Pasaron unos días después de resolver el caso. Mandaron a Misa a su antigua vida, no recordaba nada de lo sucedido, y gracias a Rem tampoco recordaba sus sentimientos hacia Light, o por lo menos su obsesión hacia él. Por otro lado, Light a pesar de no recordar nada, aún tenía la misma mentalidad acerca de castigar a los criminales. Pero sin recuerdos ni la Death Note, ya no era un peligro. Aún se reunían todos en la sede central para resolver otros casos, sobretodo porque se habían vuelto unidos. Especialmente cierta castaña y cierto pelinegro. Cada vez, se volvían más amigos que antes. Resulta que compartían mismos gustos, ambos amaban los dulces, la lectura, la misma música, entre otras cosas.

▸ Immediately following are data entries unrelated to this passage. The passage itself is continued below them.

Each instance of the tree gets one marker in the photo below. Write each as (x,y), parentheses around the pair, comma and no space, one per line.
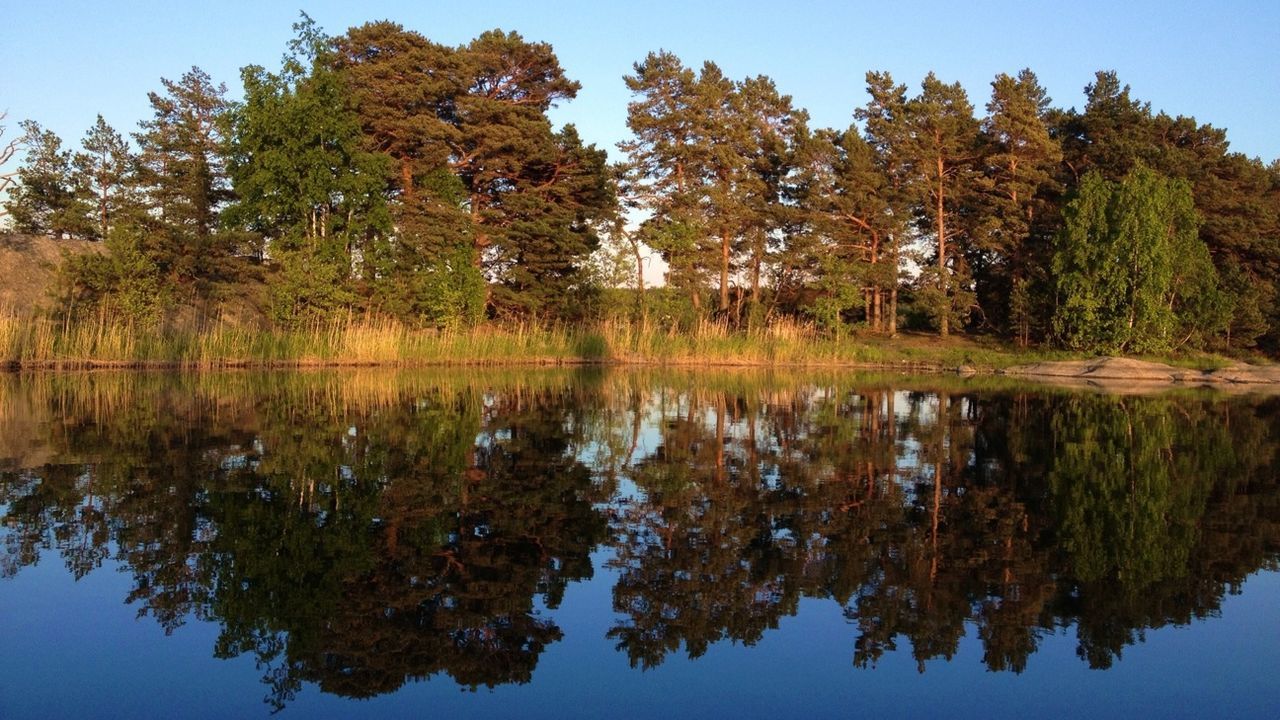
(663,168)
(7,151)
(888,130)
(182,172)
(479,163)
(1130,270)
(46,199)
(105,171)
(775,131)
(535,196)
(846,196)
(1018,165)
(941,154)
(304,180)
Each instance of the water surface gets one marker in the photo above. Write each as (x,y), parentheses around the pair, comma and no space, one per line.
(580,543)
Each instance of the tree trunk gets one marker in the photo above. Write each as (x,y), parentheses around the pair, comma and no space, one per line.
(725,269)
(945,324)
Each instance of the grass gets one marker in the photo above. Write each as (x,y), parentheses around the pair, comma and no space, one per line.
(104,340)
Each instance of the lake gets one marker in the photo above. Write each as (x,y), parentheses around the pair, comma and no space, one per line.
(560,543)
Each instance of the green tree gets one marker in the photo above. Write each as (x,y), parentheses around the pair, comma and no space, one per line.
(942,153)
(664,167)
(890,133)
(1130,270)
(46,199)
(182,172)
(106,168)
(304,180)
(1018,165)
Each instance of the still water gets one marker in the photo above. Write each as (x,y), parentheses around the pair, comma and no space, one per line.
(634,545)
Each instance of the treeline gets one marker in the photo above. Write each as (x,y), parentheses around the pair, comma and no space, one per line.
(382,172)
(440,519)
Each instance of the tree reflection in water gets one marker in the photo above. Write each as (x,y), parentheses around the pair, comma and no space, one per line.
(359,531)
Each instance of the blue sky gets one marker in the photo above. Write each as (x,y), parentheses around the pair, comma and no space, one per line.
(64,62)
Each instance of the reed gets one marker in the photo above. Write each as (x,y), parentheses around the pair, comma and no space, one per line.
(105,340)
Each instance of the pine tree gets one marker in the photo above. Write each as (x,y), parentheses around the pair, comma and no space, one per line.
(106,169)
(941,155)
(666,165)
(48,197)
(183,174)
(890,133)
(304,181)
(1019,160)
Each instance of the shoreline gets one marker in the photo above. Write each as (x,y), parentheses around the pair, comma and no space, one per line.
(1124,376)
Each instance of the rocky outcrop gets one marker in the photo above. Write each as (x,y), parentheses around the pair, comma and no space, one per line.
(1111,370)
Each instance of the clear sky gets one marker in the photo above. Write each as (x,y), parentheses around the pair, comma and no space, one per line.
(64,62)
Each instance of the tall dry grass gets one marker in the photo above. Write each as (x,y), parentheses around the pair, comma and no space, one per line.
(106,340)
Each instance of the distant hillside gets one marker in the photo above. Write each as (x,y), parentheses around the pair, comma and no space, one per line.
(28,267)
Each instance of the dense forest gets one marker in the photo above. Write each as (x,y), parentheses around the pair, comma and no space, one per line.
(380,173)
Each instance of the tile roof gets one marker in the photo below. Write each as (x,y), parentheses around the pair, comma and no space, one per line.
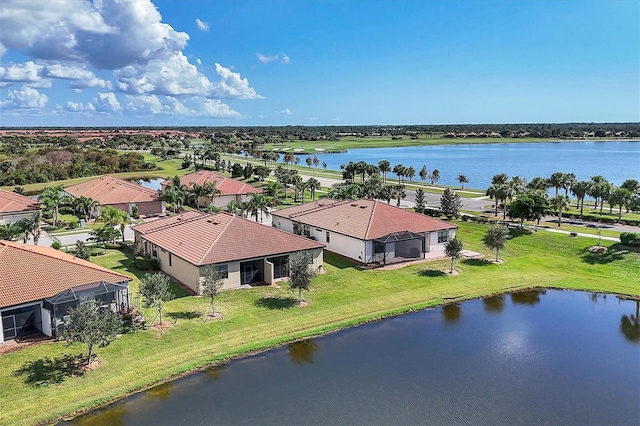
(205,238)
(225,185)
(363,219)
(11,202)
(110,190)
(30,273)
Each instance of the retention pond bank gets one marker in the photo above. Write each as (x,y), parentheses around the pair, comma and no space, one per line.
(552,357)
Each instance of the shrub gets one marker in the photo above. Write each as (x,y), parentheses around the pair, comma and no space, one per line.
(146,263)
(630,239)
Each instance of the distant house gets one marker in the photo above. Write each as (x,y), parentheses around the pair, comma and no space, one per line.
(14,207)
(230,189)
(245,251)
(120,194)
(367,231)
(39,284)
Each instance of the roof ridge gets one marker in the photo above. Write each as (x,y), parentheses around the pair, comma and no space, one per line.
(233,216)
(64,257)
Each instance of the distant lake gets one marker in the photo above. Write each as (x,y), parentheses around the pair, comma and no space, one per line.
(617,160)
(535,357)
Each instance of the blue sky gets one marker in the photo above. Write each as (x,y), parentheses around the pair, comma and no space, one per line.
(267,62)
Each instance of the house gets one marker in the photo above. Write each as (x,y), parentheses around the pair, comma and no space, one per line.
(246,252)
(14,207)
(367,231)
(39,284)
(120,194)
(230,189)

Kate había recobrado la sonrisa que siempre tenía al principio, y no porque haya olvidado a Domán, aún lo extrañaba y siempre se acordaba de él. Lo sentía en todos lados, en el aire, en los árboles… sentía que él no la había abandonado. Pero también la sonrisa volvió a su rostro ya que todo el día andaba con Ryuzaki. La presencia del pelinegro se había vuelto parte de su vida. El aroma a pastel de fresas la embriagaba siempre que andaba con él. Al igual que Ryuzaki, el olor a flores embriagaba en su vida.

Ambos estaban echados bajo la sombra de un hermoso cerezo disfrutando de la primavera. Ryuzaki vestía su ropa habitual y Kate vestía un short celeste claro y un polo blanco sin mangas, tal como había vestido el día que buscó al detective. Miraban con fascinación el cielo a través de las ramas y los pétalos de aquel mágico cerezo. Ninguno de los dos hablaba, solo se quedaban sumidos en sus pensamientos en un mundo perfecto.

-¿Sabes?- comenzó a decir Ryuzaki.- Probablemente sin ti en este caso, hubiera muerto.- dijo él.- Gracias.- finalizó mirándola a los ojos.

Kate sonrió conmovida.

-Me alegro de estar aquí…- susurró.- Me gustaría que esto nunca termine…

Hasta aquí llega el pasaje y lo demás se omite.